Identifying eligible players
Considering the size of the Saint Kitts and Nevis islands, it is frankly remarkable that there are 28 players currently playing in England alone that are eligible to be called up to the squad.
But finding these players a huge group effort and can involve a deep dig down into ancestry records and intensive background research into a player and his family.
Passy has a team of people who do family tree research and scouting work across the globe in order to help him find potential new recruits to the national team and he constantly stays connected with his ‘ambassadors’ through WhatsApp and social media.
One of Passy’s closest allies in the United Kingdom is Lincoln Moses, who works as the UK Heritage Head Scout for the Saint Kitts and Nevis Football Association. The experienced coach and community champion has been awarded an MBE for his charity work in grassroots sport across Birmingham.
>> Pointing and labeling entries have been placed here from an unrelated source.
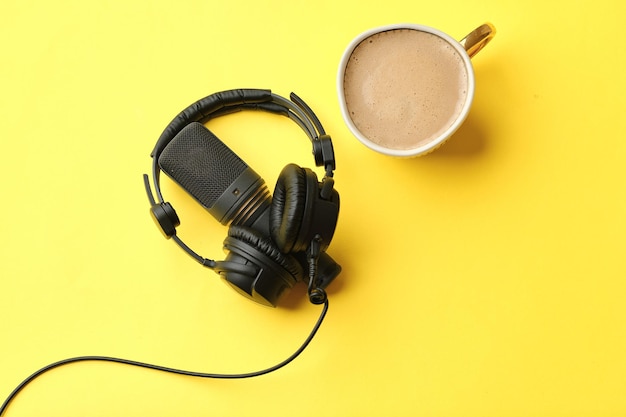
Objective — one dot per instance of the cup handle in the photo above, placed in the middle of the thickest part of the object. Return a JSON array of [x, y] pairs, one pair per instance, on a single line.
[[478, 38]]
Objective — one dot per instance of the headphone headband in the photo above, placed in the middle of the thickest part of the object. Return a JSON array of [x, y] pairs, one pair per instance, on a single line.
[[231, 101]]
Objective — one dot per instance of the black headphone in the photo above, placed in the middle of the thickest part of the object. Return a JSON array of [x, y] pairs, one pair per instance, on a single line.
[[272, 243]]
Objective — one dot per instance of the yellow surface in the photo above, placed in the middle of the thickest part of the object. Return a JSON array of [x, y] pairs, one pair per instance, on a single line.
[[486, 279]]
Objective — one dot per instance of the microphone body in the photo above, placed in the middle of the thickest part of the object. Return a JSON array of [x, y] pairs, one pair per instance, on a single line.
[[232, 192]]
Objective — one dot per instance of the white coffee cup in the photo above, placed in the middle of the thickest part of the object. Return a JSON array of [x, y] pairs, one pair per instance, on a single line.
[[404, 89]]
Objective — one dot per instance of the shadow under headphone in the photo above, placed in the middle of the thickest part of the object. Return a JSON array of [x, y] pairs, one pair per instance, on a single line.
[[272, 243]]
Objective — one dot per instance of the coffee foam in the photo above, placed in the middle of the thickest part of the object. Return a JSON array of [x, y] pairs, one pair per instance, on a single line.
[[403, 87]]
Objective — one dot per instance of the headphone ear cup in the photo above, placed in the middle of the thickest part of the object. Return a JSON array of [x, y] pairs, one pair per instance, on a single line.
[[165, 218], [276, 272], [288, 208]]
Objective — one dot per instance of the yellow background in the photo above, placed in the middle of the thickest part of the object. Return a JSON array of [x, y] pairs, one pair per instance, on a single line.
[[486, 279]]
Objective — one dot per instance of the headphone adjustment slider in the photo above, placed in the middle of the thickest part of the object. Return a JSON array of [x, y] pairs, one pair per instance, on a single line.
[[323, 152]]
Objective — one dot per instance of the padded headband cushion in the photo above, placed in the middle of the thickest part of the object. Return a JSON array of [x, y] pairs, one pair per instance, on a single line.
[[267, 247], [288, 205]]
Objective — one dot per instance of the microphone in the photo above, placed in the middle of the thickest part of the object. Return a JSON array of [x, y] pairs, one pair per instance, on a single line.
[[231, 191], [215, 176]]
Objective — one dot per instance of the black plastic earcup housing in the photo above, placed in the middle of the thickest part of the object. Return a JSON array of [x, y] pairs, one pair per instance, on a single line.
[[298, 212], [274, 272]]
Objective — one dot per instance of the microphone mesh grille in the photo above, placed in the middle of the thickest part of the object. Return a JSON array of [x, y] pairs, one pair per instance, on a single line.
[[201, 163]]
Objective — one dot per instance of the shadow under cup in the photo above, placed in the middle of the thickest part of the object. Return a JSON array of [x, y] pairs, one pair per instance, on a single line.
[[405, 89]]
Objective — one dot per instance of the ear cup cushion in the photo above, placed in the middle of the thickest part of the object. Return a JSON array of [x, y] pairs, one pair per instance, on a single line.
[[288, 204], [267, 247]]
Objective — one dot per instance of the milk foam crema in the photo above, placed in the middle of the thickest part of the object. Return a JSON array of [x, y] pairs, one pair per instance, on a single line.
[[403, 88]]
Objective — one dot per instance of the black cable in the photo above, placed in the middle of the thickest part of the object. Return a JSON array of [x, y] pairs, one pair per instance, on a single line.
[[51, 366]]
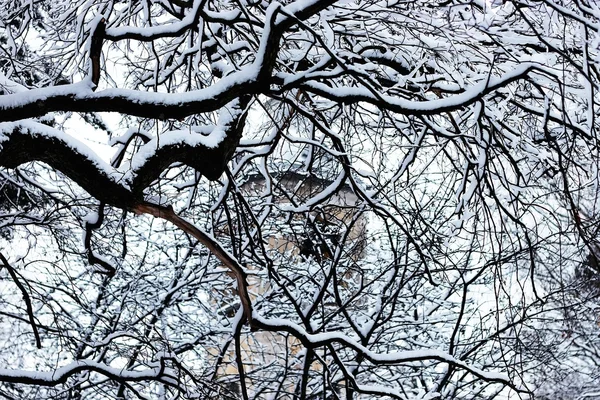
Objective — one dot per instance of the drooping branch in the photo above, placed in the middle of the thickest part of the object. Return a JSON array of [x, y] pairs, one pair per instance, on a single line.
[[28, 141], [26, 298], [229, 261], [61, 375]]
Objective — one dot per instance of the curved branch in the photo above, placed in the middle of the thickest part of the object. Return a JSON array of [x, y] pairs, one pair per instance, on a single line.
[[322, 339], [61, 375]]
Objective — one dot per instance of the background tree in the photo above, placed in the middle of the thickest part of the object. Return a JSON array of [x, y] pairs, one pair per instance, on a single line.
[[299, 199]]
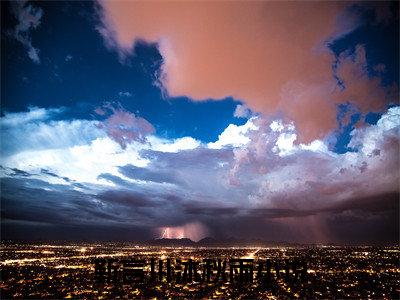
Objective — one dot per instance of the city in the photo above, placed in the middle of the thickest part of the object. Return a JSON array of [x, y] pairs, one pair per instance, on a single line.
[[69, 271]]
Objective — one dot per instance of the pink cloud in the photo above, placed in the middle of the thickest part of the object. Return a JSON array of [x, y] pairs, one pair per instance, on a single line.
[[124, 127], [271, 55]]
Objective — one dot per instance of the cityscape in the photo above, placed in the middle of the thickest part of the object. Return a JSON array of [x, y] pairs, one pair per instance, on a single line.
[[199, 149], [31, 271]]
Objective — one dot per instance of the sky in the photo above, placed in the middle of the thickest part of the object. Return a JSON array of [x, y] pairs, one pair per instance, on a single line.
[[134, 120]]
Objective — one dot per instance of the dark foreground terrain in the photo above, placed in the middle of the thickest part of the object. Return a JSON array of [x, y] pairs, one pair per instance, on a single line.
[[108, 271]]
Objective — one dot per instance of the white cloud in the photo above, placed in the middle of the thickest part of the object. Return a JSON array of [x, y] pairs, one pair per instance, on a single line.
[[233, 135], [242, 111]]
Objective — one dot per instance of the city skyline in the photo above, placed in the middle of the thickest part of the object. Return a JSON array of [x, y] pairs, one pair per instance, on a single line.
[[134, 120]]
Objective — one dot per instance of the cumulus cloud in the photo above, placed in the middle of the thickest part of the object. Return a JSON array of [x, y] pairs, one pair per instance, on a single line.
[[124, 127], [264, 186], [29, 18], [242, 111], [255, 52]]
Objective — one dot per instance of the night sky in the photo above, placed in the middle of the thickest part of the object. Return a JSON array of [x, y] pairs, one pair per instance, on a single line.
[[130, 120]]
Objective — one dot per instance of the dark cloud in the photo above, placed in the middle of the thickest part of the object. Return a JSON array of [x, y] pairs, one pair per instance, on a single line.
[[160, 176]]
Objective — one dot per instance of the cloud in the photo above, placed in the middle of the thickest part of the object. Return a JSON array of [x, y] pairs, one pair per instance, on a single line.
[[266, 187], [124, 127], [29, 18], [242, 111], [255, 52]]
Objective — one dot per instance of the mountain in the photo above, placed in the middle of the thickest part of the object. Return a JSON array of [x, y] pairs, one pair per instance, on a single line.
[[212, 242]]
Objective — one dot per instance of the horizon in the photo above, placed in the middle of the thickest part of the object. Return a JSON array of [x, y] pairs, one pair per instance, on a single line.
[[131, 120]]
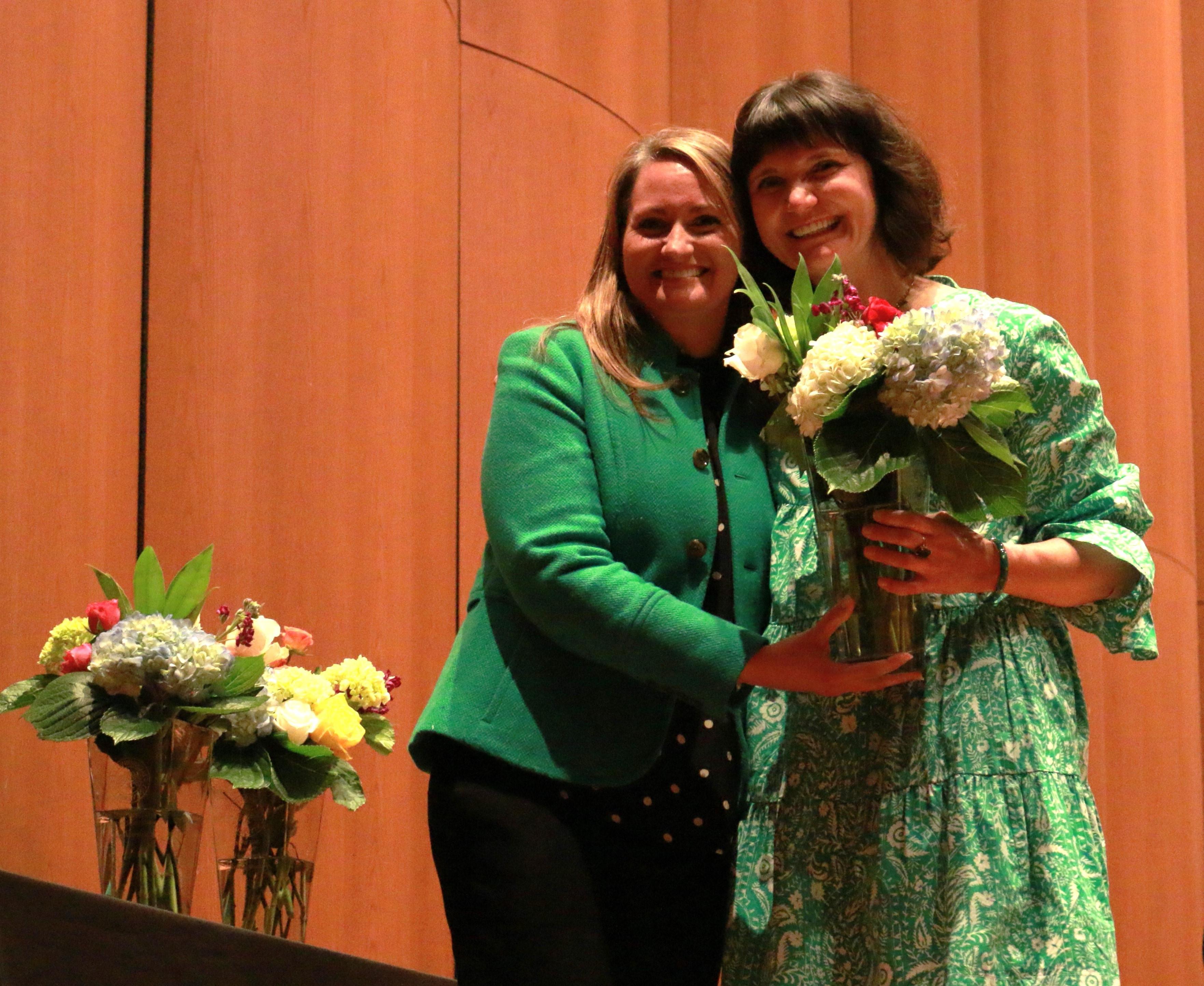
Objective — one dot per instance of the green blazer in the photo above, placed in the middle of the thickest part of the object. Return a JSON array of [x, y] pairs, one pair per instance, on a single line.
[[583, 627]]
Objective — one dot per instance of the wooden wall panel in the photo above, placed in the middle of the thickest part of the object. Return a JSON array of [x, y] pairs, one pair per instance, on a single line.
[[616, 53], [1143, 358], [535, 163], [924, 57], [71, 134], [303, 375], [1194, 158], [724, 52]]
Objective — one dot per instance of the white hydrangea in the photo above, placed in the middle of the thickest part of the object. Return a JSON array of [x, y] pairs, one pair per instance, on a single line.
[[940, 362], [158, 651], [838, 360]]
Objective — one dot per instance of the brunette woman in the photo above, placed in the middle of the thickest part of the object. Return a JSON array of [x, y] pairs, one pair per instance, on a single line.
[[943, 832]]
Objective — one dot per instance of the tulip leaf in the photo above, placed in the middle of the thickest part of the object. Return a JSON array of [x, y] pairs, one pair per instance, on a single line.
[[345, 787], [378, 732], [301, 772], [246, 767], [230, 706], [22, 694], [122, 721], [189, 587], [148, 590], [244, 676], [68, 708], [112, 590]]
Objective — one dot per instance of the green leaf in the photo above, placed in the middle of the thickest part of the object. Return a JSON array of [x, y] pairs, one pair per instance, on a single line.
[[21, 694], [974, 482], [826, 288], [841, 409], [112, 590], [301, 772], [990, 439], [855, 452], [377, 732], [247, 767], [189, 587], [1002, 406], [148, 591], [345, 787], [69, 708], [760, 306], [782, 433], [235, 703], [244, 676], [123, 723]]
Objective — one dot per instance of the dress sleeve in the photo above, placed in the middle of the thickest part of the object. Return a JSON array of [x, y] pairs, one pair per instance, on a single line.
[[543, 513], [1078, 489]]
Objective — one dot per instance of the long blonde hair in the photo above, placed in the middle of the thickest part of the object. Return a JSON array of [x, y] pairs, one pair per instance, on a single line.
[[606, 313]]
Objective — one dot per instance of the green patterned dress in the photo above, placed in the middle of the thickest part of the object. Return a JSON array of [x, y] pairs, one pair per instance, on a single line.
[[943, 833]]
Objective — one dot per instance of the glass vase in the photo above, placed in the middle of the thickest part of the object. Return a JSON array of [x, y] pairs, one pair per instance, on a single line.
[[265, 849], [883, 623], [148, 805]]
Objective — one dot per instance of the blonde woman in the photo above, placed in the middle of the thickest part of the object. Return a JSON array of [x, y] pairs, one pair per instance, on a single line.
[[584, 765]]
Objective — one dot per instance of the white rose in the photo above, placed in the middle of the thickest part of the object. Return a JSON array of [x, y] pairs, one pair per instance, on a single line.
[[755, 354], [265, 632], [297, 719]]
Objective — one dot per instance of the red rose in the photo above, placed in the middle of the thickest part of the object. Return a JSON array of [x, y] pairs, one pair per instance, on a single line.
[[879, 315], [77, 659], [103, 616]]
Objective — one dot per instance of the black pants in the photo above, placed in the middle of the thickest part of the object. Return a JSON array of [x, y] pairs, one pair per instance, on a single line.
[[538, 892]]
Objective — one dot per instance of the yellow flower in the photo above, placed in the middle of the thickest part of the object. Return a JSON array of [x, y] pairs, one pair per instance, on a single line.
[[339, 726], [68, 635], [360, 681], [286, 683]]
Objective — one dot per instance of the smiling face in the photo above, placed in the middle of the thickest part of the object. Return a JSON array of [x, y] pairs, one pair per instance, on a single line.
[[819, 201], [673, 257]]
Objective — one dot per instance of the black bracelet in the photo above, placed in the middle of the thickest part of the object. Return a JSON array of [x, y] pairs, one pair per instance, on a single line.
[[1003, 568]]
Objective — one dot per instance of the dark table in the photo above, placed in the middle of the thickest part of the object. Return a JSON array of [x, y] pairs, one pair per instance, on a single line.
[[52, 936]]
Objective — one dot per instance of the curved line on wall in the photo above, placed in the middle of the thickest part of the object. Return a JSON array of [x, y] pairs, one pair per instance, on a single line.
[[558, 81], [1177, 563]]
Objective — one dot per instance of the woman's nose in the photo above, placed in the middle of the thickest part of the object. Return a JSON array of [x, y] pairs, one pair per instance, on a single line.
[[678, 241], [801, 196]]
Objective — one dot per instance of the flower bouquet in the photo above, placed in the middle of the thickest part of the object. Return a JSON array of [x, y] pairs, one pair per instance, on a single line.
[[277, 759], [143, 683], [880, 406]]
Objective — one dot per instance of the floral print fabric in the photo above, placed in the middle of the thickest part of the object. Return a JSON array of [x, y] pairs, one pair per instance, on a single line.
[[943, 833]]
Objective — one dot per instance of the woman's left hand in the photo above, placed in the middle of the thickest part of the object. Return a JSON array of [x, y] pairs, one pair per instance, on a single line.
[[946, 555]]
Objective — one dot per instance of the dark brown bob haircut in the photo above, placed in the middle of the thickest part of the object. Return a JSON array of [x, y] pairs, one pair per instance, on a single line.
[[820, 108]]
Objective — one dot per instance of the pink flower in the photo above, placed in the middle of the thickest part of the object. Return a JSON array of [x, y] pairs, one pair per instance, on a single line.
[[297, 640], [103, 616], [77, 659]]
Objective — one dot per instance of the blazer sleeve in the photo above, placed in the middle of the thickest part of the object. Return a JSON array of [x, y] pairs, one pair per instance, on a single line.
[[543, 513]]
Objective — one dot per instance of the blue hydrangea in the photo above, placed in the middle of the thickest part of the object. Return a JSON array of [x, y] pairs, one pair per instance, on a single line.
[[175, 655]]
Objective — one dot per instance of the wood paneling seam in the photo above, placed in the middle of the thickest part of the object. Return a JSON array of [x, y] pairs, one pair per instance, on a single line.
[[559, 81]]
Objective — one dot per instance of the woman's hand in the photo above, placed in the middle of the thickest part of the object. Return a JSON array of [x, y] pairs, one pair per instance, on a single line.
[[948, 557], [944, 554], [802, 662]]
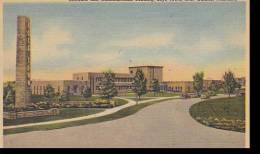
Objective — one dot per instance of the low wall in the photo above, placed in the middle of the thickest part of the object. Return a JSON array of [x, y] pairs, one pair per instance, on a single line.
[[86, 104], [25, 114]]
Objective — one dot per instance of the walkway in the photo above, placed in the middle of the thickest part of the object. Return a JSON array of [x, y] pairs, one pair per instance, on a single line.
[[106, 112], [164, 125]]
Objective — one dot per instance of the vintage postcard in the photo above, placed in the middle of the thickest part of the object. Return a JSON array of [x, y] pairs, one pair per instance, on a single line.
[[125, 74]]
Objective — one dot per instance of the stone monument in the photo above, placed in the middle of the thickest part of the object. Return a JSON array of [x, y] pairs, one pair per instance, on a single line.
[[23, 63]]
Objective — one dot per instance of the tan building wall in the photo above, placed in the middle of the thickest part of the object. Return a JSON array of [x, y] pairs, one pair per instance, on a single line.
[[123, 81], [23, 63], [178, 86], [150, 73], [72, 86], [185, 86]]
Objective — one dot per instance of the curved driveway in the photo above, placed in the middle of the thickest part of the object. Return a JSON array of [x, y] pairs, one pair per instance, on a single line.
[[163, 125]]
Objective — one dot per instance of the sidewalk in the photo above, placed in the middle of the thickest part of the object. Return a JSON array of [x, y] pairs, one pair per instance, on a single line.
[[106, 112]]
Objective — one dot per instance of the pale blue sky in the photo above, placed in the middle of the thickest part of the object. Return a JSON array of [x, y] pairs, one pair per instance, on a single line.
[[97, 36]]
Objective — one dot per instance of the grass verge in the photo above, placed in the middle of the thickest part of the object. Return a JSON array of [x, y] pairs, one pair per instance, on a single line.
[[222, 113], [151, 94], [65, 113], [117, 115]]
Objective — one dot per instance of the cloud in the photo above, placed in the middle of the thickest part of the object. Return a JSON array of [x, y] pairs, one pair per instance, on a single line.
[[49, 44], [237, 40], [105, 56], [46, 46], [146, 41]]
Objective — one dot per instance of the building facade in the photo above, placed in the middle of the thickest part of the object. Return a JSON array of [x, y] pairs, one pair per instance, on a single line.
[[23, 63], [72, 87], [150, 73], [185, 86], [177, 86], [123, 81]]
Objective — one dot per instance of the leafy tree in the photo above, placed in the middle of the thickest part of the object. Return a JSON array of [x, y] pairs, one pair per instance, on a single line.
[[139, 83], [214, 86], [155, 86], [230, 83], [107, 85], [49, 94], [87, 92], [198, 82], [64, 96]]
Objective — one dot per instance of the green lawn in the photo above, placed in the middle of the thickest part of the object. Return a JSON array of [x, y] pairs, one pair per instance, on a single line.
[[65, 113], [222, 113], [141, 99], [151, 94], [119, 114]]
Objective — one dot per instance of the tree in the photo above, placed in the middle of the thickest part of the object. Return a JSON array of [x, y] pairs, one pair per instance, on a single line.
[[198, 82], [87, 92], [230, 83], [139, 83], [9, 93], [107, 85], [155, 86], [64, 96], [49, 94], [214, 86]]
His LinkedIn profile describes him as ‘the representative of the SKNFA in England, seeking to identify players of Kittitian/Nevisian heritage who could make a contribution to the development of football in St. Kitts/Nevis.’
Speaking about the process of finding players, Passy says: “It’s one of the biggest tasks I have as head coach and manager of Saint Kitts and Nevis.
“It’s obviously a huge task because not everyone knows the heritage of every player. So sometimes you have to go deep down to third or fourth generations and start co-relating last names, where they were born and families.
“I’ve had enormous players that I’ve brought to the national team and some of them didn’t even know that they could be eligible.
“Some players have grandparents that are born in the country, but they are not perfectly conscious that that makes them eligible to play in the senior national team of a different country (than England).
“The task is monumental and it is an ongoing task that I have myself and I do it with my coaching staff and with these ‘ambassadors’ back in the UK who help us find these players at all levels.”
In October, Passy’s side recorded an emphatic 10-0 victory over Saint Martin in the CONCACAF Nations League, with all five of their Engand-based players getting on the scoresheet.
The future looks bright for the Saint Kitts and Nevis national team – and Passy will keep on scouring the English non-leagues to keep it up.